Sunday, November 25, 2012

Breaking the Gag Rule



President Obama’s important electoral victory grew from a younger generation of voters that is at once more diverse, but also profoundly at-risk.

            The new report released last week by the Washington-based think tanks, Center on Budget and Policy Priorities and Economic Policy Institute, documents their predicament.  If they were part of the middle fifth of U. S. households, their incomes grew only 1.2 percent in the past fifteen years (after adjusting for inflation). Of course many in the Obama majority are only honorary members of that middle class with virtually no income gains for decades. The report, entitled Pulling Apart, finds that

Nationally, over the last thirty years the richest fifth of households enjoyed larger average income gains in dollar terms each year ($2,550, after adjusting for inflation) than the poorest fifth experienced during the entire three decades ($1,330).    

This means that much of the “hope” they created in electing President Obama for a second term is now living on fumes.

             The picture of gross injustice for these moderate income families is beyond scandalous. Pulling Apart examined the eleven largest states in the nation and found that   

the average income of the top 5 percent rose between the late 1970s and mid-2000s by more than $100,000….By contrast, the largest increase in average income for the bottom fifth of households in these states was only $5,620.  In New York...average incomes grew by $194,000 among the top 5 percent of households but by less than $250 among the bottom fifth of households.

In these 11 large states, the incomes of the top 5 percent of households increased by 85 percent to 162 percent between the late 1970s and mid-2000s. By contrast, incomes of the bottom fifth of households didn’t grow by more than 27 percent in any of these states, and in one state —Michigan – they actually fell.

These morally outrageous social policies have destroyed the prospects of whole generations of middle and lower income families, placing the deepening crisis of income inequality on the same burner where slavery, early 20th century industrial tyranny, and racial segregation were confronted by civil war, Social Gospel reformers such as Walter Rauschenbusch and the Martin Luther King, Jr. voting rights movements.

This also helps explain why, at a  recent lecture in San Jose by the renowned biblical scholar, Walter Bruggeman, a young pastor rose to ask about the contemporary consequences of the biblical texts about prophetic justice Bruggeman had been discussing. She put her question sharply: 

            “So, does this mean,” she asked, “that we will have to be shot?”  Her question tests who will answer the call to a heightened level of non violent protest in both the churches and among the Obama followers.

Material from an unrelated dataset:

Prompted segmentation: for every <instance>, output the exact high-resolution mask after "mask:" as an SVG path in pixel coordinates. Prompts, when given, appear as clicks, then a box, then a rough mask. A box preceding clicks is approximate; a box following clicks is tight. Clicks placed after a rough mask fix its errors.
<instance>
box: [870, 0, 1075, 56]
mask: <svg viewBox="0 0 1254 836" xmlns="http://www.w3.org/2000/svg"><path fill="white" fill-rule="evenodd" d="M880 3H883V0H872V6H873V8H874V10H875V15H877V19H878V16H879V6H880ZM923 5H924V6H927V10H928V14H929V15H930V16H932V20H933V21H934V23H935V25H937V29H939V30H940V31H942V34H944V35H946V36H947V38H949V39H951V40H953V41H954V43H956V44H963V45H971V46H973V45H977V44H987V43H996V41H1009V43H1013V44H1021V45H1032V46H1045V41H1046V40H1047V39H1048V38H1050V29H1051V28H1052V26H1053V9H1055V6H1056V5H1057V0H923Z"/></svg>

Vividly aware of the need to resist the outrageous inequities now set in concrete in the daily lives of most citizens, the questioning pastor at the Bruggeman lecture appeared to realize that confronting growing inequality in the United States will require overcoming the gag rule in both the quietest middle class and in the churches where disturbing the peace can mean the end of pastoral careers.

This recalls John Quincy Adams, who as a member of the House of Representatives following his brief presidency offered a resolution every year for sixteen years to abolish the notorious Gag Rule that prevented any anti-slavery petition from being brought forward until, finally, he succeeded and new sentiments accumulated that would lead to emancipation.

The Obama majority does not have sixteen years. The question is whether their great electoral victory will strengthen them to break the cultural gag rule that expects people to accept their place in an increasingly stratified society. Will Obama’s majority risk public disapproval and organize non-violent movements to resist growing inequality? Will the churches tell them why it’s meet and right so to do?